Hello!
question:
- can detect the header information of the current request through response.request.headers () (because the user-agent is random), but want to determine whether the configured IP agent is valid and how to get which ip? is used for the current request.
-
generally speaking, if the user-agent, and ip addresses are changed, the web page with CAPTCHA will not appear, right?
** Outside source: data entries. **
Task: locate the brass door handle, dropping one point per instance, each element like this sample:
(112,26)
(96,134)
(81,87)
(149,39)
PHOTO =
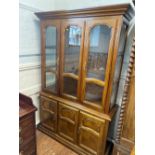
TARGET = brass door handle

If it is because of cookie, I still have a CAPTCHA to let my crawler stop running without cookie, so I suspect that the IP agent is not configured.
-Middleware for sharp proxy interface
class ProxyAPIMiddleware (object):def process_request(self, request, spider): req = urllib.request.Request("ipurl") response = urllib.request.urlopen(req) ip = "http://%s" % str(response.read(), "utf-8") -sharpip+ request.meta["proxy"] = ip -sharpip print(request.meta["proxy"]) -sharp APIrequest.meta["proxy"] = ip ip
Runtime:
.
.
.
.
2018-06-23 15:57:29 [scrapy.middleware] INFO: Enabled spider middlewares:
["scrapy.spidermiddlewares.httperror.HttpErrorMiddleware",
"scrapy.spidermiddlewares.offsite.OffsiteMiddleware",
"scrapy.spidermiddlewares.referer.RefererMiddleware",
"scrapy.spidermiddlewares.urllength.UrlLengthMiddleware",
"scrapy.spidermiddlewares.depth.DepthMiddleware"]
=================
2018-06-23 15:57:30 [scrapy.middleware] INFO: Enabled item pipelines:
["soopat_patent.pipelines.SoopatPatentPipeline"]
2018-06-23 15:57:30 [scrapy.core.engine] INFO: Spider opened
2018-06-23 15:57:30 [scrapy.extensions.logstats] INFO: Crawled 0 pages (at 0 pages/min), scraped 0 items (at 0 items/min)
2018-06-23 15:57:30 [scrapy.extensions.telnet] DEBUG: Telnet console listening on 127.0.0.1:6023
User-Agent: Mozilla/5.0 (Windows NT 6.1; WOW64) AppleWebKit/537.1 (KHTML, like Gecko) Chrome/21.0.1180.89 Safari/537.1
ip: http://122.230.248.127:4523
http://122.230.248.127:4523
2018-06-23 15:57:33 [scrapy.downloadermiddlewares.retry] DEBUG: Retrying <GET http://www.soopat.com/> (failed 1 times): [<twisted.python.failure.Failure twisted.internet.error.ConnectionLost: Connection to the other side was lost in a non-clean fashion.>]
User-Agent: Mozilla/5.0 (compatible; WOW64; MSIE 10.0; Windows NT 6.2)
ip: http://60.172.68.112:4507
http://60.172.68.112:4507
2018-06-23 15:57:39 [scrapy.core.engine] DEBUG: Crawled (200) <GET http://www.soopat.com/> (referer: http://www.soopat.com/)
=========================
User-Agent: Mozilla/5.0 (X11; U; Linux x86_64; zh-CN; rv:1.9.2.10) Gecko/20100922 Ubuntu/10.10 (maverick) Firefox/3.6.10
ip: http://140.255.4.142:4523
http://140.255.4.142:4523
2018-06-23 15:57:43 [scrapy.core.engine] DEBUG: Crawled (200) <GET ....)
...
[]
list index out of range
2018-06-23 15:57:48 [scrapy.core.engine] INFO: Closing spider (finished)
2018-06-23 15:57:48 [scrapy.statscollectors] INFO: Dumping Scrapy stats:
.
.
.
the scrapy crawler is normal at first, and the data is stored normally, but when it is run again the next day, it is directly blocked by the CAPTCHA.
Crawler Xiaobai, humbly ask for advice, thank you.